For example, in the prior art CN202210454687.0, the technical difficulty is large, and the technical upgrade is complex.
Disclosure of Invention
The invention provides a tag video consistency comparison method, which aims at solving the problems of great technical difficulty and complex technical upgrading of the tag video consistency comparison method in the prior art.
In order to solve the technical problems, the invention is solved by the following technical scheme:
the video consistency comparison method based on the label comprises the following steps:
extracting a label, namely extracting sound aiming at the label in the video;
comparing the labels, namely comparing the hash values of the extracted labels; thereby determining the consistency of the tagged video.
Preferably, the extraction method of the label comprises the following steps:
step 1, acquiring a video, namely acquiring the video to be extracted in an uploading or local scanning mode;
step 2, decoding the video, namely decoding the extracted video through a decoder and obtaining video decoding data; the video decoding data comprises sound data and video time point information corresponding to the sound data;
step 3, recognizing the sound data, namely outputting time deviation information and structured data of a recognized text result to the decoded sound data through an automatic voice recognition technology; the time offset information includes a start time and an end time; the structured data of the text result comprises an absolute start time offset ST of the text relative to the video and an absolute end time offset ET of the text relative to the video;
step 4, identifying the segmentation of the text, and segmenting the text identification result;
step 5, extracting keywords, namely extracting the keywords of the segmented recognition text through a TF-IDF algorithm; the number of extracted keywords is at most N;
step 6, merging the character string data, merging the extracted keywords into the character string data in a character string connection mode;
step 7, calculating a paragraph hash value, and obtaining the paragraph hash value through an MD5 hash algorithm for the combined character string data;
step 8, forming records of the paragraph hash value and the time point information start time offset ST and the end time offset ET corresponding to the segments, and storing the records in a database;
and 9, finally forming a video corresponding to a plurality of label extraction result times and hash value records in the database by repeating the steps 4 to 7.
Preferably, the method for aligning tags comprises:
s1, acquiring label result information, and respectively inquiring a plurality of pieces of label result information corresponding to a first video and a second video to be compared from a database; the label result information comprises time deviation and a hash value;
s2, sorting the label results, and sorting the label result information in a descending order according to the starting time in the time information;
and S3, judging the consistency of the matching result, and comparing the first video hash value with the second video hash value to determine the consistency of the matching result.

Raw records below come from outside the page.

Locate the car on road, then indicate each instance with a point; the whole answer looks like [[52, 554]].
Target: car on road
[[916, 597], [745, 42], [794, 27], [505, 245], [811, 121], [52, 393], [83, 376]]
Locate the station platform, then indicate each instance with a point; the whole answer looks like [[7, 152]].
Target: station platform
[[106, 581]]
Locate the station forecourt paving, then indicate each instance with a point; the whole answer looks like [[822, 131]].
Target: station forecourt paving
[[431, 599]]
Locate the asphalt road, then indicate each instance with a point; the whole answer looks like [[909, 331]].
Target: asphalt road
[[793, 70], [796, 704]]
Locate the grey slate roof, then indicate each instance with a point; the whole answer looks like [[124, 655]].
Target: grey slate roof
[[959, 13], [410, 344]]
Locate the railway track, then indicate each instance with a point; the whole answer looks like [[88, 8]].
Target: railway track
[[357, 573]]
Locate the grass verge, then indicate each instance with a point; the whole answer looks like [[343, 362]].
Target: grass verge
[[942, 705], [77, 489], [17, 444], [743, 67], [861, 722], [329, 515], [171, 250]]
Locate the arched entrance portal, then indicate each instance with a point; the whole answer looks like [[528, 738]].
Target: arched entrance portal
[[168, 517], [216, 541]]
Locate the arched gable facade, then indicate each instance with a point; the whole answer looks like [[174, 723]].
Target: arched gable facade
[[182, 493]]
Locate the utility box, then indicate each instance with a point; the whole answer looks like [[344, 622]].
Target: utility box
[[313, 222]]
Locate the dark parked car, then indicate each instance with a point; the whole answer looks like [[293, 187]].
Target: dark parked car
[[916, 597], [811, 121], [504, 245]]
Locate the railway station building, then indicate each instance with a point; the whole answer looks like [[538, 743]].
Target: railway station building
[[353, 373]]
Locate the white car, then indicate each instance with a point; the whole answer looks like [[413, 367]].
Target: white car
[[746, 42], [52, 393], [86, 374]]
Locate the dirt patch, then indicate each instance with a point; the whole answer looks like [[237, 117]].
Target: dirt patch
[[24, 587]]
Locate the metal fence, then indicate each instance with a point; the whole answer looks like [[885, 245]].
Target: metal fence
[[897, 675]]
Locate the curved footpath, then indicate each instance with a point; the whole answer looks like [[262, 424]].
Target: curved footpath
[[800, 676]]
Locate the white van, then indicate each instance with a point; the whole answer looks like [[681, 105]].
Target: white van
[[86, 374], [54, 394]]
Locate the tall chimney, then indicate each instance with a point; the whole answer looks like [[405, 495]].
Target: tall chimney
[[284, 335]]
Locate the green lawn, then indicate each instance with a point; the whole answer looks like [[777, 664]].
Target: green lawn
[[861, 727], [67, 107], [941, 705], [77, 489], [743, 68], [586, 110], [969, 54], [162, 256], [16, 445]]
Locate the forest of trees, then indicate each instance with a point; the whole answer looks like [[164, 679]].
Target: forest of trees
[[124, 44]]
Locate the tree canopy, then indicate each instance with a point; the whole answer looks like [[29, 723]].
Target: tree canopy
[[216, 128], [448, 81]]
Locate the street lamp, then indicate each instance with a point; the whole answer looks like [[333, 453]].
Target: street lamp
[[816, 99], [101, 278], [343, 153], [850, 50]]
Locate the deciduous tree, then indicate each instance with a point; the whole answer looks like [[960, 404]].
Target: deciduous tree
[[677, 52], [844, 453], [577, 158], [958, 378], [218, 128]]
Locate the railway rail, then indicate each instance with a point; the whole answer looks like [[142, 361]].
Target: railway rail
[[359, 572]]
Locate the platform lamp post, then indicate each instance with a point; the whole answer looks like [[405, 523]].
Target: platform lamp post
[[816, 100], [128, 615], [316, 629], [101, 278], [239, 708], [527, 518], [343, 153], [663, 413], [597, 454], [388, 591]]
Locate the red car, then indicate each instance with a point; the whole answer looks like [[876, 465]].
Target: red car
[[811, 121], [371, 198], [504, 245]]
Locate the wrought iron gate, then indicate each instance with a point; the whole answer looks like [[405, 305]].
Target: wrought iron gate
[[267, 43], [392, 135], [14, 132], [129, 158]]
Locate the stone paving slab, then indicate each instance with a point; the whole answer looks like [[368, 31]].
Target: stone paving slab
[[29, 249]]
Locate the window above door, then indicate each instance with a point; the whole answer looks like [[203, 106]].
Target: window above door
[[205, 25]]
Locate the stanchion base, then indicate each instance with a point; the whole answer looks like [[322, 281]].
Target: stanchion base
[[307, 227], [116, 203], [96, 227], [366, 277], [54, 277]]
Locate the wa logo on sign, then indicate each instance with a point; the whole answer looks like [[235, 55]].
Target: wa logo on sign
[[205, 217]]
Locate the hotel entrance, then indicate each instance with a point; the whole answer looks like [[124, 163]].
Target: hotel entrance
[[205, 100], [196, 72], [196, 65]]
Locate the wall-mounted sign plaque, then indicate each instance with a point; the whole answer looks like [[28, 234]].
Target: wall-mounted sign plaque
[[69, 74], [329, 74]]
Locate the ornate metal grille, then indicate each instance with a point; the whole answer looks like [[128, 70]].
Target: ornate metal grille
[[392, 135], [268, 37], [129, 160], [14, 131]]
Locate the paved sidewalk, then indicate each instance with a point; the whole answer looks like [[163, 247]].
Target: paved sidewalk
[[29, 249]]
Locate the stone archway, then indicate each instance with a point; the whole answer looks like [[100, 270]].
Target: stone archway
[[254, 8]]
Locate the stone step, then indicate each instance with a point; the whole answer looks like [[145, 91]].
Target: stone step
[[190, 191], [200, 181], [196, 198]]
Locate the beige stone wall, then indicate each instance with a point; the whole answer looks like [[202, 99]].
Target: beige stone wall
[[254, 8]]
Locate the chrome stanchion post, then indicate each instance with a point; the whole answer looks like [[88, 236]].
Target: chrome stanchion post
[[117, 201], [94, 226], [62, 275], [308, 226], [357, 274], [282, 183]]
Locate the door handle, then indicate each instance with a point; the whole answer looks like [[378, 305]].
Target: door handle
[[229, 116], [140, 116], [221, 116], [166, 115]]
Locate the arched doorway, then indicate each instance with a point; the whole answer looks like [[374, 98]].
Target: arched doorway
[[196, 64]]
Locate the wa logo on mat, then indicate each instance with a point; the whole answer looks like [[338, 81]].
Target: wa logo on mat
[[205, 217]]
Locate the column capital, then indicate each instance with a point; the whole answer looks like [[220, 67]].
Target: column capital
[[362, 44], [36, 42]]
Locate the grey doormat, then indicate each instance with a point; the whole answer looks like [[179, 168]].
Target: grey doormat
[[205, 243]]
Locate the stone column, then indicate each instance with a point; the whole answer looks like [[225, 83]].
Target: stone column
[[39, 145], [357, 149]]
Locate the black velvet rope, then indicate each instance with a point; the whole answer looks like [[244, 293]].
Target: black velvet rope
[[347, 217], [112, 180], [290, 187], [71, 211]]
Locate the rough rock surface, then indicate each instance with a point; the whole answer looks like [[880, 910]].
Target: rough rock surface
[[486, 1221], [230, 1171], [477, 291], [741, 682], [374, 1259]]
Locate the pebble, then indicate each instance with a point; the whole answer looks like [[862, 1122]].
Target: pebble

Preferably, step 4 identifies a segment of text that is segmented by periods, question marks and exclamations.
Preferably, the judging of the consistency of the matching results comprises:
searching a starting position and an ending position of a subsequence corresponding to the two video hash value sequences and completely matched with the first video and the second video;
acquiring the starting time of the starting position and the ending time of the ending position;
and calculating the duration corresponding to the matching result according to the starting time of the starting position and the ending time of the ending position, wherein if the duration corresponding to the matching result is greater than the threshold of the deviation, the matching result is valid, and all valid matching results are consistent positions.
Preferably, the threshold value of the time length deviation of the matching result is not less than 5 seconds.
In order to solve the above technical problem, the present invention further provides a storage medium, which includes a storage medium implemented based on a tag video consistency comparison method.
In order to solve the technical problem, the invention further provides electronic equipment which comprises the electronic equipment realized based on the tag video consistency comparison method.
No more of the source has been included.